This is the fourth in a series of articles looking at people, places, institutions or subject areas that the news media does not serve well. Once the series is complete, we’ll be polling UnHerd subscribers – asking which UnHerd author they most agree with.
Twenty five years ago, I entered the twilight world of parents with children with special needs. My beautiful daughter was born with a rare genetic condition, CDKL5, that leaves her unable to communicate with words, see, walk or live independently. She needs 24-hour care to help support her complex epilepsy.
I thought I was on my own before the advent of the internet, with no support network. I did not realise that I was among the hundreds of thousands of parents in the UK who have a child with special needs, as almost all were out of sight and out of mind. Shockingly, I was told by some well-meaning people it would be better to put her in a home and forget about her.

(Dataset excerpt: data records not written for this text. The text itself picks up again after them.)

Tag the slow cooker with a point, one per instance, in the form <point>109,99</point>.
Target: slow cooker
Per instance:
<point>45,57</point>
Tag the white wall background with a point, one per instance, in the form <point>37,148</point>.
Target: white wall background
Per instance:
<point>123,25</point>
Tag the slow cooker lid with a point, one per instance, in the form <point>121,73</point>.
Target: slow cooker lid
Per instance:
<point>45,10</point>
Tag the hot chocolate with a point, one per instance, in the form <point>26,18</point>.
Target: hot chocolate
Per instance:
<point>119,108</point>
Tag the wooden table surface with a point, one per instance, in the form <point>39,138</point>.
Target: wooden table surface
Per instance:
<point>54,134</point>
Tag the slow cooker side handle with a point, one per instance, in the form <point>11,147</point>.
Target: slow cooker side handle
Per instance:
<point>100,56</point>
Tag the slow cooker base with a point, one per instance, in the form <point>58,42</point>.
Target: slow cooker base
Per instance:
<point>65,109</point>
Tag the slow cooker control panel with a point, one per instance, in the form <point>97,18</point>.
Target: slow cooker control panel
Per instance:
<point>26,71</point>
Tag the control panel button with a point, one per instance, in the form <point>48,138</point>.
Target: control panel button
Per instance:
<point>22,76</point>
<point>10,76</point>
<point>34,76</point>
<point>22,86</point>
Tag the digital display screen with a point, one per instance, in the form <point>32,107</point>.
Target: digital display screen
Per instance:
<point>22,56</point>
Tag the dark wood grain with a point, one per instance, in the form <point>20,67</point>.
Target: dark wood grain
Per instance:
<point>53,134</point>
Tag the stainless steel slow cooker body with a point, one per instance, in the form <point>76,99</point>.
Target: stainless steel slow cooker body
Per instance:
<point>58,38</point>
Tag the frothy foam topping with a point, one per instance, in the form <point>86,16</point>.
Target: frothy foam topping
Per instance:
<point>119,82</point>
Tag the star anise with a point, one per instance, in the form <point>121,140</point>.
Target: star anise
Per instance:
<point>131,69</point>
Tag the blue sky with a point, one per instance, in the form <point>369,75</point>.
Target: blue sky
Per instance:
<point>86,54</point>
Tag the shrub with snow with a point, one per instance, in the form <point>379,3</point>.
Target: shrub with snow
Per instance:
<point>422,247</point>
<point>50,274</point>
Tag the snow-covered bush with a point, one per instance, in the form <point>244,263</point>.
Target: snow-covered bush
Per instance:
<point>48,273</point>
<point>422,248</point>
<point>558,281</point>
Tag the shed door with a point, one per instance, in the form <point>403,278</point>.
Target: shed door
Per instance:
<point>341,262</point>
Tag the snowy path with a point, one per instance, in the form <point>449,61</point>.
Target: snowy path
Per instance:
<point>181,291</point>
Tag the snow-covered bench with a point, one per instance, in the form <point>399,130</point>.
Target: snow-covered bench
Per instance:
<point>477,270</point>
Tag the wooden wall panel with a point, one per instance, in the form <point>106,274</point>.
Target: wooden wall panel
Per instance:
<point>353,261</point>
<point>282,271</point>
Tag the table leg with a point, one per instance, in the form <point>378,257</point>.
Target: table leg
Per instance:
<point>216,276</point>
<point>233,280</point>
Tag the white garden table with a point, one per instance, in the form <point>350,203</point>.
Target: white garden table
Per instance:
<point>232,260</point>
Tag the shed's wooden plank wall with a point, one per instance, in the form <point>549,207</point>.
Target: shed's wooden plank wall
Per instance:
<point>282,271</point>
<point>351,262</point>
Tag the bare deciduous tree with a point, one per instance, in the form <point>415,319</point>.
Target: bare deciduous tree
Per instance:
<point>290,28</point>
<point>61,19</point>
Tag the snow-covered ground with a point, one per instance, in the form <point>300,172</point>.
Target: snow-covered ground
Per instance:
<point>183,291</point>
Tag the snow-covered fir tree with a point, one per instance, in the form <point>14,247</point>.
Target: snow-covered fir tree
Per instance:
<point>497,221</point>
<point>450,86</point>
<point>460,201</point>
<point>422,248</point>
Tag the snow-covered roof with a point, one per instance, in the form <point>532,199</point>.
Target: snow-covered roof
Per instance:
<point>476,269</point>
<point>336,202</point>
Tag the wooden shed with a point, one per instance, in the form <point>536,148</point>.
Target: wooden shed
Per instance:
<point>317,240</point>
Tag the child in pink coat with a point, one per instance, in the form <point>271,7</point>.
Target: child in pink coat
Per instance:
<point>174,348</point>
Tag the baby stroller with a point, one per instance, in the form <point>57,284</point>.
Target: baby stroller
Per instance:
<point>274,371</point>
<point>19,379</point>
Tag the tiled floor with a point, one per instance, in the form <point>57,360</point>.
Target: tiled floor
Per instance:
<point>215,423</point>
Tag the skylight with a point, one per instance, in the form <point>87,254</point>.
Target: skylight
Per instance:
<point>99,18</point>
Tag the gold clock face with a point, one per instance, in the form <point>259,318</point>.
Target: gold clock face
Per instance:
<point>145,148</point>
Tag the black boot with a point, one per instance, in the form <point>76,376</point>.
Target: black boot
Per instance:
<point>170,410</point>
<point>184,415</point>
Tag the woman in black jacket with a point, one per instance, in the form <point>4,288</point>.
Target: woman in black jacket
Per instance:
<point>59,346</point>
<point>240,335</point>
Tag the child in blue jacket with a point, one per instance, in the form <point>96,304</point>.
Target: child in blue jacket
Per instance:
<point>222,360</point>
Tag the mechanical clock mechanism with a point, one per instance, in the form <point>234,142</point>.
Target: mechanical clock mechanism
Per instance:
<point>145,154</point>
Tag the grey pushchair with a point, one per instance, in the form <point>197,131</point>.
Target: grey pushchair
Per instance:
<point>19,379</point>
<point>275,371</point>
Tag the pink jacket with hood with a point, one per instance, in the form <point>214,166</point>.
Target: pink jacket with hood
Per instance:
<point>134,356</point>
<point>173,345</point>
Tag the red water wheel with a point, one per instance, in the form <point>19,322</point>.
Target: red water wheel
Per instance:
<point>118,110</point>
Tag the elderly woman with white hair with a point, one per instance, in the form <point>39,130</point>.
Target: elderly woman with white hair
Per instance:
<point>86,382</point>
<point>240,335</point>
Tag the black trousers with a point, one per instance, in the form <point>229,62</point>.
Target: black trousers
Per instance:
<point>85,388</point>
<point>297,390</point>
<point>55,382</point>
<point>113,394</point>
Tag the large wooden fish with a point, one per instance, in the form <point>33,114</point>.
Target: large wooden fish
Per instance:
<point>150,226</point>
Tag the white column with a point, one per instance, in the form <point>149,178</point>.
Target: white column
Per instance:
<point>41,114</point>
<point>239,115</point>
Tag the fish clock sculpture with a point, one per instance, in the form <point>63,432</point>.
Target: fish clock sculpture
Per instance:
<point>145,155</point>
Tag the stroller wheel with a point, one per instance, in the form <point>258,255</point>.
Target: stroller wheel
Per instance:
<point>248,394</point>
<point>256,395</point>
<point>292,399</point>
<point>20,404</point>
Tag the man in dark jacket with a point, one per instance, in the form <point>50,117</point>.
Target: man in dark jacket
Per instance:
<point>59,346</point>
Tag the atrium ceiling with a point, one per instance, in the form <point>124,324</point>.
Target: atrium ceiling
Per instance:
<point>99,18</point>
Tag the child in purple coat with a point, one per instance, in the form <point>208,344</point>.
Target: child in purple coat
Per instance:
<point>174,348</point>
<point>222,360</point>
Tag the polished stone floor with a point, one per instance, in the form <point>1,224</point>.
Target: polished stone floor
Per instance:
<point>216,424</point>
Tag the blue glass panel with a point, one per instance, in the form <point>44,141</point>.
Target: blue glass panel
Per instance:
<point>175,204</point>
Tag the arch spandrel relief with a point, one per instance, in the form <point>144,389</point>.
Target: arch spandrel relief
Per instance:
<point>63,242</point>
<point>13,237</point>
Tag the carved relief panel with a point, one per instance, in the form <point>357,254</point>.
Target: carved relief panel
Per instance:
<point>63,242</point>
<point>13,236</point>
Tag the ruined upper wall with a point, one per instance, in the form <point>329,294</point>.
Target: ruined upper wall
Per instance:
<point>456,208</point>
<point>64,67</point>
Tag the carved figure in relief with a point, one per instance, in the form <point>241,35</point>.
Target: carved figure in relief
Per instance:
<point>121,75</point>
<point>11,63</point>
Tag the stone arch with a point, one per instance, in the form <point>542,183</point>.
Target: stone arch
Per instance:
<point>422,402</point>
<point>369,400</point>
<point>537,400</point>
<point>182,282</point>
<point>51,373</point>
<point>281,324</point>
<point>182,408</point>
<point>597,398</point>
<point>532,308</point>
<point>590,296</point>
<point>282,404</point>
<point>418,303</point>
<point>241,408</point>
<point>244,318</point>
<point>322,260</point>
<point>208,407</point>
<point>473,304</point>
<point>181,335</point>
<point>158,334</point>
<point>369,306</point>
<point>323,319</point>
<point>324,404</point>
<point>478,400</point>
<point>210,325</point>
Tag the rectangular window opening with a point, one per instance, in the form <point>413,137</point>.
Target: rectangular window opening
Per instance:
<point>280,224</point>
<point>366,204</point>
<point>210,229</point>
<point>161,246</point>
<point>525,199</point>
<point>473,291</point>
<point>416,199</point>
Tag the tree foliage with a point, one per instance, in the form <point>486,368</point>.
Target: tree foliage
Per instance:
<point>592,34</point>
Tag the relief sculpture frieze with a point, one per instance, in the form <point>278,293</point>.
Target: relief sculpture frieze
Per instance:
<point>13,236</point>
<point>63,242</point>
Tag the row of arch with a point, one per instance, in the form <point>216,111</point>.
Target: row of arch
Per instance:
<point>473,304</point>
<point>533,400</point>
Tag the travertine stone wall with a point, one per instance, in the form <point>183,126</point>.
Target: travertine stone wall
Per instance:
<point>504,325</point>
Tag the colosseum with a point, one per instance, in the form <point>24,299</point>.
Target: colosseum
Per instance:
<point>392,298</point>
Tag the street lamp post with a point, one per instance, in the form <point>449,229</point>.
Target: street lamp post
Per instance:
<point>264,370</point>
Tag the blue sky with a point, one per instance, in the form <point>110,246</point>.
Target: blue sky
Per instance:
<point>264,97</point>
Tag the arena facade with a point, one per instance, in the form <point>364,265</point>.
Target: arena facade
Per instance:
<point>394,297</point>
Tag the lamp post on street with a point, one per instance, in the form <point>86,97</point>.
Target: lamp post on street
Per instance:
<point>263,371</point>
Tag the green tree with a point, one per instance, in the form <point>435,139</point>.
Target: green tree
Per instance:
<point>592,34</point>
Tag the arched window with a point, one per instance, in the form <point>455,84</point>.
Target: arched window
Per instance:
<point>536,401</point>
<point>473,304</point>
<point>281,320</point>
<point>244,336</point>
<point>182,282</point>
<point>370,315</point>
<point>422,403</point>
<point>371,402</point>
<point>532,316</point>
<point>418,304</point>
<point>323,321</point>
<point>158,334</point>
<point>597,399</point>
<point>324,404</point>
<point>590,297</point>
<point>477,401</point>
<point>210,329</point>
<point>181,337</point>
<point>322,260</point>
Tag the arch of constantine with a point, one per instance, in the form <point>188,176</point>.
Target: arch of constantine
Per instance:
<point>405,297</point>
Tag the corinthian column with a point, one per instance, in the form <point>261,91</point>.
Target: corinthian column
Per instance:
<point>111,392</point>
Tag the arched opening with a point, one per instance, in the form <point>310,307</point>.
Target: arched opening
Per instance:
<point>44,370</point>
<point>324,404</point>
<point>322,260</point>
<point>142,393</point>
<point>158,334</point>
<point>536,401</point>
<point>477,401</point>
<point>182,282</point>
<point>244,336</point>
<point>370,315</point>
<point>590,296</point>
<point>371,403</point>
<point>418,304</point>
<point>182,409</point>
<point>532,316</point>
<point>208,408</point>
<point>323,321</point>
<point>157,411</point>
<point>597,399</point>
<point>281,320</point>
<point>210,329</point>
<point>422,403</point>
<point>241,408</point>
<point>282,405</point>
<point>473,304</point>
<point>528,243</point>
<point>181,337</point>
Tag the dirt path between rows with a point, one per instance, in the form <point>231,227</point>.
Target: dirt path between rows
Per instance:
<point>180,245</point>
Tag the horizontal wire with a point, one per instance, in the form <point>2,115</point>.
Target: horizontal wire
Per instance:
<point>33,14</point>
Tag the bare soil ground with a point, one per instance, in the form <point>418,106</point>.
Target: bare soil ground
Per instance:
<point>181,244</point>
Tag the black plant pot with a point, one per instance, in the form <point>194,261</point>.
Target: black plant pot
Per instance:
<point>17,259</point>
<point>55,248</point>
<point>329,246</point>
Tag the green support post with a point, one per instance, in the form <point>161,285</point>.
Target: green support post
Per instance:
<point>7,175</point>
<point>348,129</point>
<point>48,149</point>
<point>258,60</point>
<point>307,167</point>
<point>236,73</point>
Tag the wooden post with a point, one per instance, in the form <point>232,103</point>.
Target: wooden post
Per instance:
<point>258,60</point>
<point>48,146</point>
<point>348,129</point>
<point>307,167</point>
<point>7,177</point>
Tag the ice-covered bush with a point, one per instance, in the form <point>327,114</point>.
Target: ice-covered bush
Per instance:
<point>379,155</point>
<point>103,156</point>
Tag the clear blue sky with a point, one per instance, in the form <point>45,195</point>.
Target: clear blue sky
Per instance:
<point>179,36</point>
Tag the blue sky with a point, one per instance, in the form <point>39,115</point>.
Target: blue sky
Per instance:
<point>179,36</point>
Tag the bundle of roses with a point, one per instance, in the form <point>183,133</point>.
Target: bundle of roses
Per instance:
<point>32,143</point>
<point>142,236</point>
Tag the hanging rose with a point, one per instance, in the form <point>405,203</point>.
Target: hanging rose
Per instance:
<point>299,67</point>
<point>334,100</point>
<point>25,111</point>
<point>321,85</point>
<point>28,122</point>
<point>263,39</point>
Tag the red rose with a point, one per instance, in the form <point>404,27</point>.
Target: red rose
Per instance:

This is changing but progress is slow. People with disabilities are appearing in adverts such as the latest McCains ad or in television programmes like Call the Midwife, but these are the exceptions rather than the rule. In news, the narrative is closely focused in three ways.
There are the extreme stories. The shock at the abuse at Winterbourne View; or the despair when a young man dies in a bath in an NHS Treatment and Assessment Unit, in Oxford; or the horror when a mother takes her life and that of her autistic child after she jumps off a suspension bridge. Once the initial furore is over, the fight for justice and change is often a battle left again to families.
Then there are the stories of heroics. This week, the media celebrates the work of Stephen Hawking, that brilliant scientist, and focuses on how this was achieved despite his ‘desperate disability’, while almost every other person living in Britain with ‘desperate disability’ goes unnoticed.